Inb4 The Germans literally create Funny-Bot

ML4Bratwurst t1_j9hxzv8 wrote on February 22, 2023 at 2:27 AM

It's not about the size;)

Twinkies100 t1_j9ik1qr wrote on February 22, 2023 at 5:34 AM

r/thatswhatshesaid

bluehands t1_j9inzl3 wrote on February 22, 2023 at 6:17 AM

You obviously do not know my ex.

Ylsid t1_j9i9tr4 wrote on February 22, 2023 at 3:59 AM

Great, and is it open source?

ddeeppiixx t1_j9j9d79 wrote on February 22, 2023 at 10:58 AM

Of course no. Unless the research is done within a University context (or publicly funded), you won't have the model open source. SD is maybe the exception, and it seems to me like they regret releasing it and are now doing whatever they can to regain control.
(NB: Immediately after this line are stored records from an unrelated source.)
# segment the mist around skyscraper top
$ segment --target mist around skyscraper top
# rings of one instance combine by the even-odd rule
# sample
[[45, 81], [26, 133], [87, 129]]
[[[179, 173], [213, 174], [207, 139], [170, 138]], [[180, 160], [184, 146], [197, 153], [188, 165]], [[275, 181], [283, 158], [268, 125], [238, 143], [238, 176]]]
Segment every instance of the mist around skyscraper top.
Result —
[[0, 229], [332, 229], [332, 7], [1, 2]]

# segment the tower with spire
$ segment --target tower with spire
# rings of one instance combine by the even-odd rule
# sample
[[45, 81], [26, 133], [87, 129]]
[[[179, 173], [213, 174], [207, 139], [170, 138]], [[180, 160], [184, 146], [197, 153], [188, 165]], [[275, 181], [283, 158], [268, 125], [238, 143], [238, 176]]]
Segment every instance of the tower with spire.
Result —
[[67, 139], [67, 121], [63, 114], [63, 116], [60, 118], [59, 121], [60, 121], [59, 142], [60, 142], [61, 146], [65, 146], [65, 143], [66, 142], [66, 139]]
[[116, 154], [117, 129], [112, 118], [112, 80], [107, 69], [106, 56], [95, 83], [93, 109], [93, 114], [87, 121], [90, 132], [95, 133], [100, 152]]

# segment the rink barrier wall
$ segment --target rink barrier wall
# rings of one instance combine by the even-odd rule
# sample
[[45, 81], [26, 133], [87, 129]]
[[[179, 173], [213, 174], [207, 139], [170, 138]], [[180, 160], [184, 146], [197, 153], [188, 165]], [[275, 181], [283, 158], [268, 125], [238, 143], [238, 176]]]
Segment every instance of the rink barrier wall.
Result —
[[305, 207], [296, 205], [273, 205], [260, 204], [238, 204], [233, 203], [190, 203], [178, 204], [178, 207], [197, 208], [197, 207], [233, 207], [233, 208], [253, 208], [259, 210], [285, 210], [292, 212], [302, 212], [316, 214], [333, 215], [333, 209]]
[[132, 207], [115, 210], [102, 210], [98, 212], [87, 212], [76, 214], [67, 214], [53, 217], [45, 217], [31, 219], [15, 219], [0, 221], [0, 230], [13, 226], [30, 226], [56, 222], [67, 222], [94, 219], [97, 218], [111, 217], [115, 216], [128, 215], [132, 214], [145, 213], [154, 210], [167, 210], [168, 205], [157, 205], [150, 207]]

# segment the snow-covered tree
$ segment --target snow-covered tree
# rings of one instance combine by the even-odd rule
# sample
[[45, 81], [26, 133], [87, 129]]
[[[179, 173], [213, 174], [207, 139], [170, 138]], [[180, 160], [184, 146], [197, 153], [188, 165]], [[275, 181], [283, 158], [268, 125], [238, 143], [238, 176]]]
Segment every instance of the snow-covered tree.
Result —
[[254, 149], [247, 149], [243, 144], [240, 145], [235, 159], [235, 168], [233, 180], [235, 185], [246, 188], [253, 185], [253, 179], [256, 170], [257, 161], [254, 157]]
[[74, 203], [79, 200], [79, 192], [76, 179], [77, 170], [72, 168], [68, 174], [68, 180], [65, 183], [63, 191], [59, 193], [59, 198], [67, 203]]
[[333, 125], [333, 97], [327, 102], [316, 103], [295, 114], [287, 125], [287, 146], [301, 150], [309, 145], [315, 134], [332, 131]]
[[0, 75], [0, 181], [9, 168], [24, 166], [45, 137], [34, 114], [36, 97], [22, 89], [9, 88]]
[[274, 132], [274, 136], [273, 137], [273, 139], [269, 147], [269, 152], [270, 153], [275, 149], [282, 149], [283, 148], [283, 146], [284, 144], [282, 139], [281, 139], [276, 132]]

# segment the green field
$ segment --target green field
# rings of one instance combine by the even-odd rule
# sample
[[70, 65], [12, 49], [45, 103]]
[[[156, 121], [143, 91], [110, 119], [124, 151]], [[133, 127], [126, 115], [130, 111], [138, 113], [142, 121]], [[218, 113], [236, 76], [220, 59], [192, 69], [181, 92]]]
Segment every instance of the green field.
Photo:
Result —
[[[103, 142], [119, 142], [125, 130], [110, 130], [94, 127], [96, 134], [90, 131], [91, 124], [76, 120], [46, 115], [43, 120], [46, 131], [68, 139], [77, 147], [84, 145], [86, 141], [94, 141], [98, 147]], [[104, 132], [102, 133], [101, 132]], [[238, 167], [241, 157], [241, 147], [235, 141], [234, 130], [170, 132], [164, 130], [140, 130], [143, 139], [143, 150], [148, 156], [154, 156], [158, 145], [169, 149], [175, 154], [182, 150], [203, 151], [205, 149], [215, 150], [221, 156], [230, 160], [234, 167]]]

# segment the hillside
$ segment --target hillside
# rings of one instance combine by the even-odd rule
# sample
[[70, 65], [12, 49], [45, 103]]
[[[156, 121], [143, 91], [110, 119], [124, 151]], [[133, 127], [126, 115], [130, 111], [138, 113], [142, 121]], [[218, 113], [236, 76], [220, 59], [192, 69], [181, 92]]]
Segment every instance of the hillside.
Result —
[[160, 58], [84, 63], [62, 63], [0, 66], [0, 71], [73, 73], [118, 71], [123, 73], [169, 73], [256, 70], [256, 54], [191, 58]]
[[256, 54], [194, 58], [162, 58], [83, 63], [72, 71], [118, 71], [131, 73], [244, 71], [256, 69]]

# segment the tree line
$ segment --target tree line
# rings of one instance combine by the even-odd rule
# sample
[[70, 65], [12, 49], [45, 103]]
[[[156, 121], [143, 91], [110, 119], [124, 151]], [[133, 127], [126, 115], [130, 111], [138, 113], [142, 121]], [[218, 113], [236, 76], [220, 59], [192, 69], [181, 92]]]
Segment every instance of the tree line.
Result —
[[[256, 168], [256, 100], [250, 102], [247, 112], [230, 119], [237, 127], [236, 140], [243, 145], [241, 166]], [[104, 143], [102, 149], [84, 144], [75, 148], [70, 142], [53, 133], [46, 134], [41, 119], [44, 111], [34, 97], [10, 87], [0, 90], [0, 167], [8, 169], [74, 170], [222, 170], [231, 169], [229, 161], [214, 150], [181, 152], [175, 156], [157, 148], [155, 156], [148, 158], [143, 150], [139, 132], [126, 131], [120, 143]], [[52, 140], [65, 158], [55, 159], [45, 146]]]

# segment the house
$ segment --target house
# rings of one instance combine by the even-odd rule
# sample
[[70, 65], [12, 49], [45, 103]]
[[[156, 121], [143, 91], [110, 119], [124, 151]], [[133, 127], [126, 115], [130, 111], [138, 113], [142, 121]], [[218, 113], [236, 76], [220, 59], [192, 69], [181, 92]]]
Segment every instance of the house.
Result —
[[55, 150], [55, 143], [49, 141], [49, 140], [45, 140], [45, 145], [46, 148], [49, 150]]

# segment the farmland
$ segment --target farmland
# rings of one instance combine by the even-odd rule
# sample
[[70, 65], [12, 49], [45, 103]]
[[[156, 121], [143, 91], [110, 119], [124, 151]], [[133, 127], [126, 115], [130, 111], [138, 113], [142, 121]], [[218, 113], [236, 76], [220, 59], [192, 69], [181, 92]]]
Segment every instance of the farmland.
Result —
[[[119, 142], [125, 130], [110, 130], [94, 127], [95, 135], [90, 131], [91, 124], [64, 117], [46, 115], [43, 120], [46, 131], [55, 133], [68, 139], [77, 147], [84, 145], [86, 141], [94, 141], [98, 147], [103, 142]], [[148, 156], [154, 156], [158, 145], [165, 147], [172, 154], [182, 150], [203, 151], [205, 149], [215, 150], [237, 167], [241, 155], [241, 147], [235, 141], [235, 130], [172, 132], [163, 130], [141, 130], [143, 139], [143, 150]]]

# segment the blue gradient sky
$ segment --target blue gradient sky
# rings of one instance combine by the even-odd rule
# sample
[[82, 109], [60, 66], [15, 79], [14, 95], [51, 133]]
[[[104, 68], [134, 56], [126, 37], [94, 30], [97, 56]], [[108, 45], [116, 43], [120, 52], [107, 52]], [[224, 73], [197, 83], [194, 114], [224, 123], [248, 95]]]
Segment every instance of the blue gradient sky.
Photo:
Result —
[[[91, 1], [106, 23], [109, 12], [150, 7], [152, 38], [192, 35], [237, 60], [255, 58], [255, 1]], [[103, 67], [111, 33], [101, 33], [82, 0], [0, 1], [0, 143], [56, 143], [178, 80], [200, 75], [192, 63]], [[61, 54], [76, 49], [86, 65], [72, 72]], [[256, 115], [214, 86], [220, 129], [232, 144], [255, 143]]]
needle1 t1_j9j9nyr wrote on February 22, 2023 at 11:02 AM

Hm? Care to elaborate on what they’re doing to “regain control?”

ddeeppiixx t1_j9jav1p wrote on February 22, 2023 at 11:17 AM

First they tried to take control of the DF subreddit (Source). Apparently it was solved on good terms.

Also, newer versions are much more controlled in term of what you can generate. No more NSFW allowed, no more "famous artists" based models. They was also rumors about new license terms (not sure if it did happen actually) that essentially provide them with legal power to force users to update to a newer version (as crazy as it sounds). There is a reason that the community is still using 1.5 version over the 2.0 version.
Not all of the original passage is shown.